それからというもの、悠永は時々旧校舎の裏庭へやってくるようになった。
「よう、紗里」
「大神先輩」
「悠永でいいって言っただろ」
「それはちょっと……」
彼は、鋭い強面の美形に慣れてしまえば、割と親しみやすい性格をしている。
しかし、先輩男子を下の名前で呼び捨てにするのはさすがに抵抗があった。
「はぁ。俺がいいって言ってんのに」
「私はよくないです。もうちょっと段階とかあるかと……」
「おまえ、謙虚なのか図々しいのかよくわかんねぇよな」
面白そうに笑われる。
彼のツボはよくわからないし、こうやってよく笑われるけれど、いつだって馬鹿にするような意図がないことは伝わってくる。
純粋に楽しそうなので、紗里の方も、悠永が楽しいならまあいいやと思えた。
「そうだ、これやるよ」
「……ブレスレット、ですか?」
悠永がポケットから取り出したのは、スモーキークォーツのような色味をした石がついた、華奢なブレスレットだった。

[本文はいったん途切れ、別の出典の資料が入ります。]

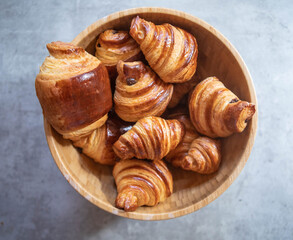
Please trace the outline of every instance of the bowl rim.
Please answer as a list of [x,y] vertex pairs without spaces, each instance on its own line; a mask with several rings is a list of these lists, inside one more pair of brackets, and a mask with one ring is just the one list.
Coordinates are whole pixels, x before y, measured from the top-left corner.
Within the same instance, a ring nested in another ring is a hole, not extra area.
[[[248,89],[251,97],[251,102],[255,103],[256,106],[256,113],[250,121],[251,129],[249,132],[249,138],[246,144],[246,148],[242,154],[241,160],[237,163],[235,168],[232,170],[231,175],[222,182],[218,188],[208,194],[205,198],[200,200],[197,203],[191,204],[190,206],[187,206],[185,208],[177,209],[168,213],[141,213],[141,212],[125,212],[123,210],[117,209],[116,207],[105,203],[99,198],[96,198],[93,196],[90,192],[87,191],[86,188],[84,188],[78,181],[77,177],[73,176],[70,171],[67,170],[65,167],[62,157],[57,151],[56,144],[54,142],[54,137],[52,131],[54,131],[51,127],[51,125],[47,122],[46,118],[44,117],[44,130],[46,134],[46,139],[47,143],[50,149],[50,152],[53,156],[53,159],[58,166],[59,170],[63,174],[63,176],[66,178],[66,180],[71,184],[71,186],[79,192],[83,197],[85,197],[87,200],[89,200],[91,203],[94,205],[98,206],[99,208],[110,212],[112,214],[121,216],[121,217],[126,217],[126,218],[132,218],[132,219],[137,219],[137,220],[165,220],[165,219],[172,219],[180,216],[187,215],[189,213],[192,213],[194,211],[199,210],[200,208],[206,206],[207,204],[211,203],[214,201],[216,198],[218,198],[222,193],[224,193],[227,188],[234,182],[234,180],[238,177],[242,169],[244,168],[249,155],[251,153],[255,136],[256,136],[256,130],[257,130],[257,120],[258,120],[258,104],[257,104],[257,97],[255,93],[255,88],[254,84],[251,78],[251,75],[249,73],[249,70],[244,63],[242,57],[236,50],[236,48],[230,43],[230,41],[223,36],[218,30],[216,30],[214,27],[209,25],[207,22],[201,20],[198,17],[194,17],[191,14],[185,13],[183,11],[178,11],[170,8],[161,8],[161,7],[139,7],[139,8],[131,8],[131,9],[126,9],[122,10],[119,12],[112,13],[106,17],[103,17],[96,22],[92,23],[90,26],[85,28],[82,32],[80,32],[72,41],[73,44],[79,45],[80,42],[83,40],[84,36],[93,33],[97,26],[103,25],[104,23],[108,22],[109,20],[115,20],[124,16],[128,15],[133,15],[133,14],[141,14],[141,13],[165,13],[165,14],[171,14],[175,15],[178,17],[186,18],[192,22],[197,23],[201,27],[205,28],[207,31],[215,35],[232,53],[232,55],[235,57],[237,60],[244,77],[247,81],[248,84]],[[110,206],[109,206],[110,205]]]

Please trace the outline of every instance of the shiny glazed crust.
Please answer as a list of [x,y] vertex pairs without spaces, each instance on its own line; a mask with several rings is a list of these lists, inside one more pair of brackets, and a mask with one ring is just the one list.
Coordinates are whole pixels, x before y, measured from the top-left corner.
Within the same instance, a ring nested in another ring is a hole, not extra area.
[[185,95],[187,95],[188,92],[190,92],[196,84],[200,82],[200,79],[201,79],[200,75],[198,74],[198,72],[196,72],[189,81],[184,83],[173,84],[174,91],[173,91],[172,98],[169,102],[168,108],[176,107],[180,103],[180,100]]
[[96,57],[106,66],[111,81],[117,77],[116,65],[122,61],[143,60],[136,41],[126,31],[106,30],[96,42]]
[[114,102],[120,118],[135,122],[165,111],[172,97],[172,84],[163,82],[142,62],[120,61],[117,70]]
[[255,105],[239,98],[216,77],[200,82],[189,100],[190,119],[196,130],[209,137],[242,132],[255,113]]
[[114,165],[117,156],[112,146],[131,127],[131,123],[122,121],[110,112],[107,122],[102,127],[95,129],[88,136],[73,139],[73,145],[81,148],[82,152],[95,162]]
[[187,156],[191,143],[200,135],[192,125],[188,114],[174,113],[168,116],[170,119],[176,119],[184,124],[185,134],[179,145],[171,150],[165,157],[165,160],[170,162],[174,167],[181,167],[184,158]]
[[155,206],[173,192],[172,175],[161,160],[121,160],[114,166],[113,176],[118,191],[115,205],[125,211]]
[[106,68],[73,44],[52,42],[47,48],[50,56],[40,68],[35,87],[48,122],[61,134],[103,125],[112,107]]
[[181,162],[181,167],[200,174],[210,174],[218,170],[220,163],[220,140],[199,137],[191,143],[187,156]]
[[130,35],[163,81],[183,83],[194,75],[198,49],[192,34],[167,23],[155,25],[137,16],[131,22]]
[[184,132],[184,126],[178,120],[146,117],[120,136],[113,149],[121,159],[160,160],[176,148]]

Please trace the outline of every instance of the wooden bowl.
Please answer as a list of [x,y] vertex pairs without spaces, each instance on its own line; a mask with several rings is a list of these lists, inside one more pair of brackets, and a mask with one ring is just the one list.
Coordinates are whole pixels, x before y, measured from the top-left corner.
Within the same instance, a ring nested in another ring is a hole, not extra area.
[[[248,69],[232,44],[206,22],[189,14],[165,8],[135,8],[104,17],[82,31],[72,43],[94,55],[97,36],[106,29],[129,30],[131,19],[139,15],[156,24],[170,23],[194,34],[198,42],[198,71],[203,77],[217,76],[240,99],[257,104]],[[223,140],[222,163],[211,175],[170,167],[174,177],[174,193],[155,207],[140,207],[135,212],[115,208],[117,195],[112,167],[94,163],[62,138],[44,120],[49,148],[67,181],[86,199],[113,214],[141,220],[161,220],[196,211],[220,196],[236,179],[252,149],[257,112],[245,131]],[[236,201],[236,199],[235,199]]]

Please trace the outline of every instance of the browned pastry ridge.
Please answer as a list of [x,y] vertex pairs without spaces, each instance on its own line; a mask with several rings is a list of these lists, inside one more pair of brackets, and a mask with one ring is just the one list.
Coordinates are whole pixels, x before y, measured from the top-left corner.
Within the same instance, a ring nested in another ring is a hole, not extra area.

紗里の手を捕まえた悠永は、手早くそれを手首につけてしまう。
「外すなよ。ま、外れねぇけど」
「えっ」
何かの冗談かと思って試しに外そうとするが、留め金はまったく動かず、サイズもぴったりなので、悠永の言葉どおり外すことができない。
「なんですか、これ……!」
「お守り?」
なぜ疑問形なのか。紗里が尋ねる前に、悠永は立ち上がっていた。
「今日はそれ渡しに来ただけだから、じゃあな」
「あ、ちょっと、大神先輩……!」
去っていく後ろ姿を、紗里は困惑しつつ見送った。
彼の言動は、いつもよくわからない。脈絡がないし、割と勝手で自由気ままだ。
でも──……。
「……綺麗」
左手首につけられたブレスレットを見ると、何故だか悪い気はしなかった。